Le dogme de l’équilibre budgétaire, fer de lance de la gestion économique allemande, fut à la fois contrarié et restauré par le même responsable politique qui en tira tous les bénéfices en renouvelant l’organisation culturelle à sa façon. Cinq années plus tard, un nouvel incident contraint le même maire et président du conseil d’administration de la documenta à limoger à nouveau sa directrice générale, cette fois à cause d’un autre dogme sensible en Allemagne – la lutte contre l’antisémitisme – lui aussi hérité des deux guerres mondiales du vingtième siècle. Si l’Allemagne s’est distinguée au niveau international depuis les derniers conflits mondiaux pour sa rigueur budgétaire et son attitude exemplaire par rapport à la lutte contre l’antisémitisme, ces deux crises successives viennent rappeler par défaut la volonté des responsables politiques allemands de n’engager aucun débat qui remettrait en cause, non pas ces dogmes, mais la manière de les mettre en pratique.
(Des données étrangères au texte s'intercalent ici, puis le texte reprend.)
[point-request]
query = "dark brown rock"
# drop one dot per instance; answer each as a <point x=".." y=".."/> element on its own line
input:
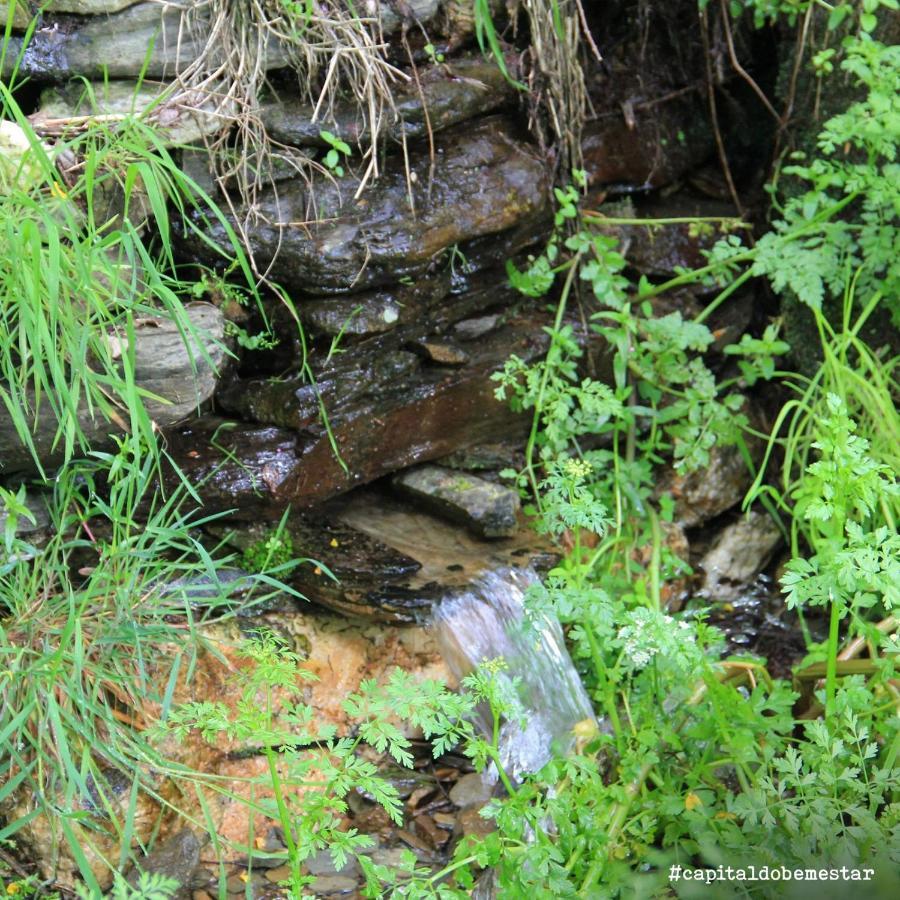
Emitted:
<point x="450" y="93"/>
<point x="182" y="375"/>
<point x="482" y="181"/>
<point x="380" y="426"/>
<point x="490" y="510"/>
<point x="377" y="311"/>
L’une et l’autre équipe artistique et administrative des deux dernières documenta partageaient le souci de l’équilibre budgétaire et celui de la lutte contre toute forme d’exclusion, de racisme ou d’antisémitisme. Cependant elles n’entendaient pas en assurer l’exercice de la même manière que celle imposée par les responsables politiques. Des financements supplémentaires auraient dû être accordés avant la clôture budgétaire, prenant en compte les surcoûts dus à la sécurité anti-terroriste de la manifestation à Cassel et les excellents résultats des recettes indirectes (hôtel, restauration, transport) perçues par les tutelles sous forme de taxe sur la valeur ajoutée. Des débats sereins devaient trouver leur place au sein des dispositifs initiés par ruangrupa comme les majelis ou les meydan, de manière à s’appuyer sur le cas isolé de la fresque People’s Justice de Taring Padi pour travailler la question de l’antisémitisme. Comme l’a très bien résumé Christophe Catsaros dans sa chronique sur la manifestation :
« L’antisémitisme ne se résume pas à l’usage d’un stéréotype. Il se sert de stéréotypes pour étayer un discours et une vision du monde. Il aurait été simple de vérifier si la haine des juifs occupe une place centrale dans le propos que le collectif articule depuis plus de deux décennies. Ce n’est évidemment pas le cas. Les problèmes d’antisémitisme et de reconnaissance mémorielle de l’extermination des juifs d’Europe sont aussi éloignées de Jakarta que le million de victimes des purges de Soeharto est éloigné de nos manuels d’histoire. »[3]
Soumettre l’antisémitisme à des points de vue extérieurs au monde occidental ne le rend pas moins impérieux, c’est au contraire enrichir le débat en pointant les dérives possibles, comme c’est le cas avec ces caricatures. Mais c’est aussi l’occasion d’élargir le débat et de reconnaitre avec la même sensibilité d’autres formes d’exclusion comme c’est le cas avec celles subies sous le régime de Soeharto, largement méconnues en Europe ou aux États-Unis. Il n’est pas étonnant que les tutelles institutionnelles aient stigmatisé l’absence de personnalité responsable au sein de la direction artistique du collectif ruangrupa et en appellent à l’avenir à une direction unique. Le principe même du collectif empêche cette stratégie d’isolement que les responsables institutionnels et conservateurs de tous bords emploient pour régler des problèmes souvent d’ordre collectif, en les faisant peser sur la tête d’une seule personne. Le rôle de fusibles, incarné par les directrices générales des documenta 14 et fifteen, cache en fait une attaque indirecte envers les directions artistiques qui ont tenté d’engager un changement structurel de la manifestation documenta.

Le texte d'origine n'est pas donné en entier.